DR OKEREKE: Oh, I see. No, we did not.
DR LIPTAY: So a 1-cm tumor that throws off an SUV of 5 may be worse than a 5-cm tumor that throws off an SUV of 12. It may bespeak early to the bad biologic character of it, but it didn't get big enough to throw off an SUV of 12.
DR OKEREKE: No, I think that's a good point.
DR LIPTAY: But you have that data, so it might be nice for us to see it in the future.
DR PAUL DE LEYN (Leuven, Belgium): Thank you for your very nice presentation. As you know, SUV is not at all standardized. It might be standardized in one institution for one PET (positron emission tomography) scanner, but you cannot transmit the data for other PET scanners.
Can we use the data from your center to select patients for adjuvant therapy in centers with other PET scanners?
DR OKEREKE: Yes. Though it is called Standard Update Value, it's quite nonstandard across different PET scanners.
We eliminated that problem at our institution because we had a single PET-CT scanner which was used for all 584 patients. But I think trying to apply a cutoff value among different institutions may have some degree of difference.

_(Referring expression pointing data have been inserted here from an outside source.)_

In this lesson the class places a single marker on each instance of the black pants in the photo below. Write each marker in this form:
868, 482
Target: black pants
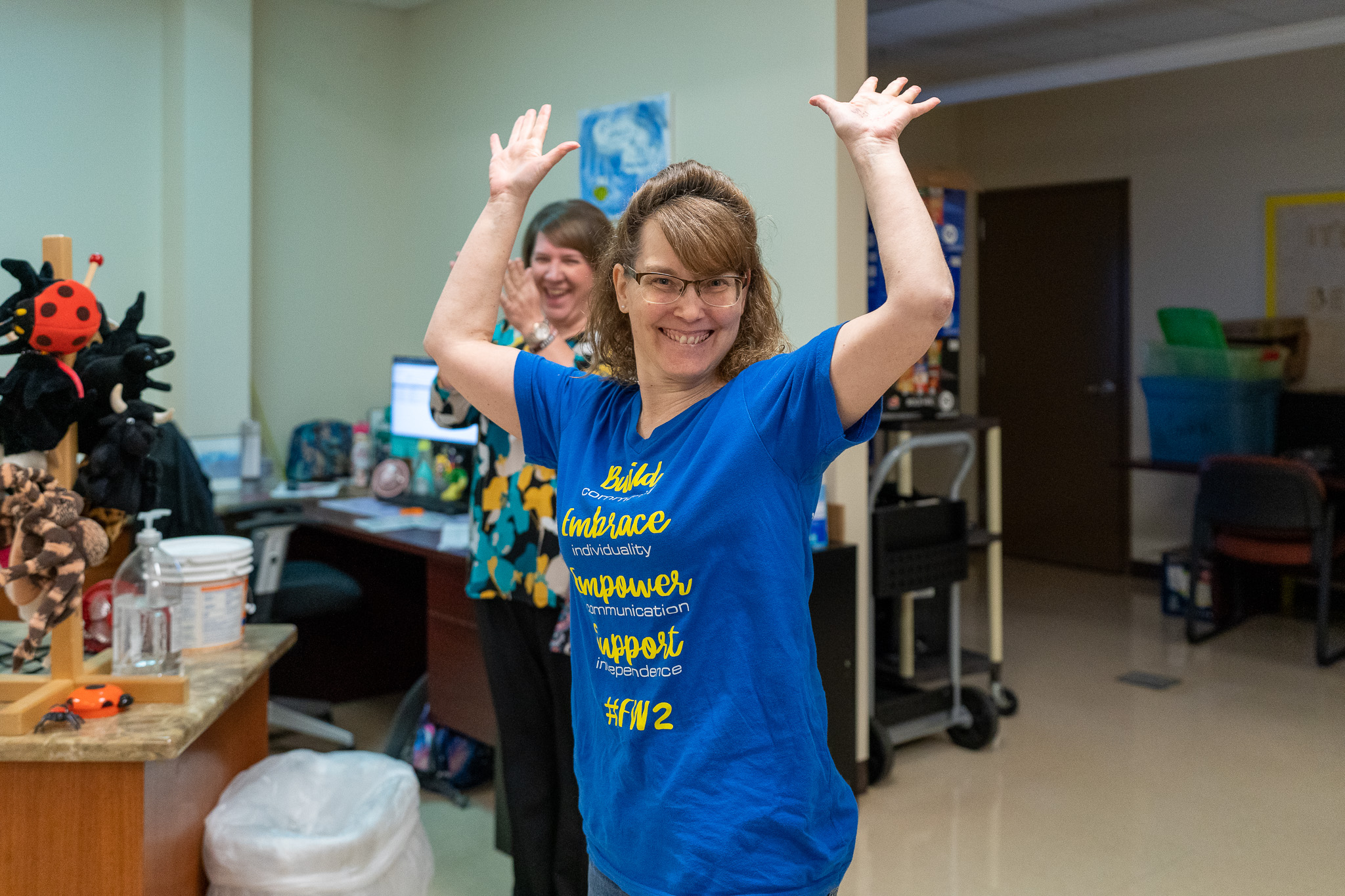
530, 688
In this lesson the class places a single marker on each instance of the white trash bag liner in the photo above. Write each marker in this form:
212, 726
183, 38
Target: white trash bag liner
305, 822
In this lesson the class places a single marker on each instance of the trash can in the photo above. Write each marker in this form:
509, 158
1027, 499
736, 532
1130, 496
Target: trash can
317, 824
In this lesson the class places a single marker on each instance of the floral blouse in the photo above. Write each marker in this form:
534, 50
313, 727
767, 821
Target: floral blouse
514, 542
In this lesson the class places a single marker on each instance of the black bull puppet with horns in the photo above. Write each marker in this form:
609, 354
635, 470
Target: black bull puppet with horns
120, 473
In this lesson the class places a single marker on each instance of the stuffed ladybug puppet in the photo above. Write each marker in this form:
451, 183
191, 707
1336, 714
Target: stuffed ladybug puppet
60, 320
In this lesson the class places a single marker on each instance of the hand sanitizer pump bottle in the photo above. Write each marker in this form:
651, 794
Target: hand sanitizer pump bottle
146, 593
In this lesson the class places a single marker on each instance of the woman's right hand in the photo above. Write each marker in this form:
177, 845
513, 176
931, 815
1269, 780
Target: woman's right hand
519, 167
521, 300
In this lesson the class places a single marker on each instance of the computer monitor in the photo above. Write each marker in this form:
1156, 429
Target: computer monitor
412, 382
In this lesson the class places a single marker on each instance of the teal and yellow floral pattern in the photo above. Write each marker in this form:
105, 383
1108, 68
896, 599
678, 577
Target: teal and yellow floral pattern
516, 545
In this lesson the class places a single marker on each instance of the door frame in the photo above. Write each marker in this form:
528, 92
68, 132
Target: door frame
1125, 377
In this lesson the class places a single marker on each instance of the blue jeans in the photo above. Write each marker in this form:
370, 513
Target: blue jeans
602, 885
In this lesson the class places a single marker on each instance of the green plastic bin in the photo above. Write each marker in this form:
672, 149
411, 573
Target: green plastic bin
1252, 363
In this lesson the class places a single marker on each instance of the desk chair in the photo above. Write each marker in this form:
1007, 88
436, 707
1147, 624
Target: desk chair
1266, 511
292, 591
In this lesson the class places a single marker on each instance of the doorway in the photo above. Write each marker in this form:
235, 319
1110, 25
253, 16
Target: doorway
1055, 351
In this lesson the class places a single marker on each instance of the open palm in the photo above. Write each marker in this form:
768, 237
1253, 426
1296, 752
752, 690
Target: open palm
872, 116
519, 167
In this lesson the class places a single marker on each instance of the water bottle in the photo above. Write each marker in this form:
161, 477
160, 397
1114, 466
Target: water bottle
146, 593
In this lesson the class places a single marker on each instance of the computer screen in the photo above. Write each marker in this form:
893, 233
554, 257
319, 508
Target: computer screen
412, 382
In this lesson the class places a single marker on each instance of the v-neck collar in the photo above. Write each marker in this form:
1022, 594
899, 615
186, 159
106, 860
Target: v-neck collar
669, 430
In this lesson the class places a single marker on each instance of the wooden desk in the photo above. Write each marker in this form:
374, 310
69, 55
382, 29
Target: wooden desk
451, 651
119, 807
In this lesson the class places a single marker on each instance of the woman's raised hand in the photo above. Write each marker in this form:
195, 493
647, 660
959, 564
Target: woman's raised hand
519, 167
873, 117
521, 300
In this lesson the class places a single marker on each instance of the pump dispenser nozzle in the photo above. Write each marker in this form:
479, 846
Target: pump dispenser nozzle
150, 535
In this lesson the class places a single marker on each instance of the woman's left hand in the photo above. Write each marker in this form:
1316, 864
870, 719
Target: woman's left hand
521, 300
875, 119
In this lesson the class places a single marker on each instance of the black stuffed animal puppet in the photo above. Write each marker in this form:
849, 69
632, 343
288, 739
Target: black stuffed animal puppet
124, 358
120, 473
38, 403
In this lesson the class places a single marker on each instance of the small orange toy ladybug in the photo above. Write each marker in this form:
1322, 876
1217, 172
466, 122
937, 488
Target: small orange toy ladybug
99, 702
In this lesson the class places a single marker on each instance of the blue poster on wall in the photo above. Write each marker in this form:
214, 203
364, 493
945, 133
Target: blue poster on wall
948, 213
621, 147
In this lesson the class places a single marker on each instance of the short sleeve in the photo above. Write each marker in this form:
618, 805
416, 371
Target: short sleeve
542, 391
794, 409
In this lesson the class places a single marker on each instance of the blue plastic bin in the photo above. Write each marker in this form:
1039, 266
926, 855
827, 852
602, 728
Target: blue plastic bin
1191, 418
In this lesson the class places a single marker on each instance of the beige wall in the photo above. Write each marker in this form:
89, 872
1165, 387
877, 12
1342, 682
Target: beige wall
334, 286
137, 146
1201, 150
372, 144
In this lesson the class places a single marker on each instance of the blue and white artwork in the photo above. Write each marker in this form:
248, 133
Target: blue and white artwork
621, 147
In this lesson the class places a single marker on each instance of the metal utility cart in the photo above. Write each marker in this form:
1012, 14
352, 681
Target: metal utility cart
919, 562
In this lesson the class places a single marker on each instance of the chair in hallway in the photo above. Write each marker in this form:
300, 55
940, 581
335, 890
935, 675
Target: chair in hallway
1266, 511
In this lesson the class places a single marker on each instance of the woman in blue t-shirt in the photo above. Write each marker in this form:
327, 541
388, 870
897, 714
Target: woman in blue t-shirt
686, 480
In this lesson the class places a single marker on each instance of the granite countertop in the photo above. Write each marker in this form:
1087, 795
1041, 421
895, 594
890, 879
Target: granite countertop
150, 731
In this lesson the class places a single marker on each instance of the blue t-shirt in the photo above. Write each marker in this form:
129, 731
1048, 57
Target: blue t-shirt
699, 720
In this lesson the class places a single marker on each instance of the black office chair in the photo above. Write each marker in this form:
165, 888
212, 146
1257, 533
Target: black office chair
1266, 511
294, 591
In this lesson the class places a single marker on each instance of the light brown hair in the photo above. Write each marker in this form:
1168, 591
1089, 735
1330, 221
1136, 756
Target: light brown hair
571, 223
712, 228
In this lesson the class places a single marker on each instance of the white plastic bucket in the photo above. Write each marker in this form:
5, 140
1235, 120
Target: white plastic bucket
214, 590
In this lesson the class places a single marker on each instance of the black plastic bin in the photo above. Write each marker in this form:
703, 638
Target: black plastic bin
919, 543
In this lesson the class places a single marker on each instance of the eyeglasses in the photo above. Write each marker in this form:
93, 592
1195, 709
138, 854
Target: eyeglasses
665, 289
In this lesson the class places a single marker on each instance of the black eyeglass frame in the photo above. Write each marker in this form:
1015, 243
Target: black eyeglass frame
743, 284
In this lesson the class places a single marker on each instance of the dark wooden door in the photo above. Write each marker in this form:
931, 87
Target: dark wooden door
1053, 323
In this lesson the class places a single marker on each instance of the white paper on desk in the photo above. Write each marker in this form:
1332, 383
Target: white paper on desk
428, 521
362, 507
456, 532
307, 490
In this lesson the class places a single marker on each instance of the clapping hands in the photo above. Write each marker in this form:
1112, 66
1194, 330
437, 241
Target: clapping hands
521, 300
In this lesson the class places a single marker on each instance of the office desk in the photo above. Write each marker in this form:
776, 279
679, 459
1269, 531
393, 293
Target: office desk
119, 806
414, 618
414, 598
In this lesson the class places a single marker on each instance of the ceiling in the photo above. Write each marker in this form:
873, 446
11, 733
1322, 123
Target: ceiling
946, 42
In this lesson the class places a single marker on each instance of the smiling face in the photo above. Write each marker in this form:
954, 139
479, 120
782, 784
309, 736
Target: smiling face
565, 280
681, 343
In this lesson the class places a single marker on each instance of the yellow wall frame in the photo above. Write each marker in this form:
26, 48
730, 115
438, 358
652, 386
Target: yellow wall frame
1273, 205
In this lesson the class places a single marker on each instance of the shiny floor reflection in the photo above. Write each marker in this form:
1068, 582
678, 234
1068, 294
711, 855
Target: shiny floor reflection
1231, 782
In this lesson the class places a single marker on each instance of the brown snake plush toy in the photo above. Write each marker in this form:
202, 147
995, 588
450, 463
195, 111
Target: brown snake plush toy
41, 521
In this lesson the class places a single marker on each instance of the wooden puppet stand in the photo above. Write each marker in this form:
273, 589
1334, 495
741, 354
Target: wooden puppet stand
30, 696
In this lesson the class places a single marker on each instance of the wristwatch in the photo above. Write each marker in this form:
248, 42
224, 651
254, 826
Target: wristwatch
541, 336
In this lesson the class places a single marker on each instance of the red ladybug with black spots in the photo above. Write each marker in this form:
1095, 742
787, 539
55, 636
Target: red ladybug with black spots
60, 320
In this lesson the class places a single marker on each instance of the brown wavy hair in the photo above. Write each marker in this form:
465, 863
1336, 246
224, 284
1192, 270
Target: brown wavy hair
712, 228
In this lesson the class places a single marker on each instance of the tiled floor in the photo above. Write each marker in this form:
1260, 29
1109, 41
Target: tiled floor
1231, 782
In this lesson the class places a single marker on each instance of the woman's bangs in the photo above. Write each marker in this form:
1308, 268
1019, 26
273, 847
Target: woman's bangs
707, 236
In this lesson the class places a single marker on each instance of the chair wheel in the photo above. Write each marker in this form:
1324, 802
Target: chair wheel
880, 752
985, 720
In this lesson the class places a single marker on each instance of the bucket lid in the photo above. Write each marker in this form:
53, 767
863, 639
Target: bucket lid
208, 550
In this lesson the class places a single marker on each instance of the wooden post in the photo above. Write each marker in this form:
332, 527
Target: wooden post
30, 696
62, 459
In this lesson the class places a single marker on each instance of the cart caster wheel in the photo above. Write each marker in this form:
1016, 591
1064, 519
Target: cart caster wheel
880, 752
985, 720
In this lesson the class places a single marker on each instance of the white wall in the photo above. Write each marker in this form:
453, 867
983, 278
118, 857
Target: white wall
127, 128
1201, 148
740, 92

That being said, there has been some work by Dr Cerfolio. That's one of the papers that we've referenced. His cutoff value by a different methodology was about 10. We had a cutoff value for the primary tumor of 12.5.
I think that there will be some gray area, but it still should not eliminate the possibility of trying to create some type of randomized trial looking at neoadjuvant strategies based on SUV. I think that's a great point, though.
DR SETH D. FORCE (Atlanta, GA): I have a quick question. I think that one of the previous questions may have addressed this, but I didn't see kind of a report of the accuracy of your PET imaging. And so for patients who were N1 positive by PET, what was the concordance in pathologic specimens?
DR OKEREKE: Right. N1 disease was very limited preoperatively, but I think it's a good point.
DR JONES: Did you do a multivariate analysis of SUVmax? You're saying it's a marker of a poor prognosis if it's above or below a certain number. But is it an independent predictor of a poor prognosis?
Did you look at tumor size, pathologic stage, or other kinds of histopathologic variables such as grade or lymphovascular invasion?
DR OKEREKE: To answer your question, yes and no. We did it based on mass size as well.
DR JONES: And was it a multivariate analysis?
DR OKEREKE: Yes.
DR LEDFORD POWELL (Newport Beach, CA): A quick question. I enjoyed the presentation. You actually answered a lot of questions that I had had about PET scans previously.
I did want to know whether or not you noticed a correlation between the mediastinal-negative patients that had high primary tumor SUVs and their tumor biology, meaning if they had a low SUV, did they have moderately differentiated adenocarcinoma? And if they had a higher SUV, did they have a more aggressive tumor?
And should we be considering the aggressiveness of the tumor when we're looking at whether or not these patients need to get chemotherapy?
DR OKEREKE: Yes, I think potentially, and, no, we did not notice that.
DR JEAN-FRANCOIS LEVI (Neuilly-sur-Seine, France): Did you notice if the decrease of SUV after chemotherapy is a better prognostic or not?
DR OKEREKE: No, that wasn't included in our study. No, we did not include patients who underwent neoadjuvant chemoradiation in this study.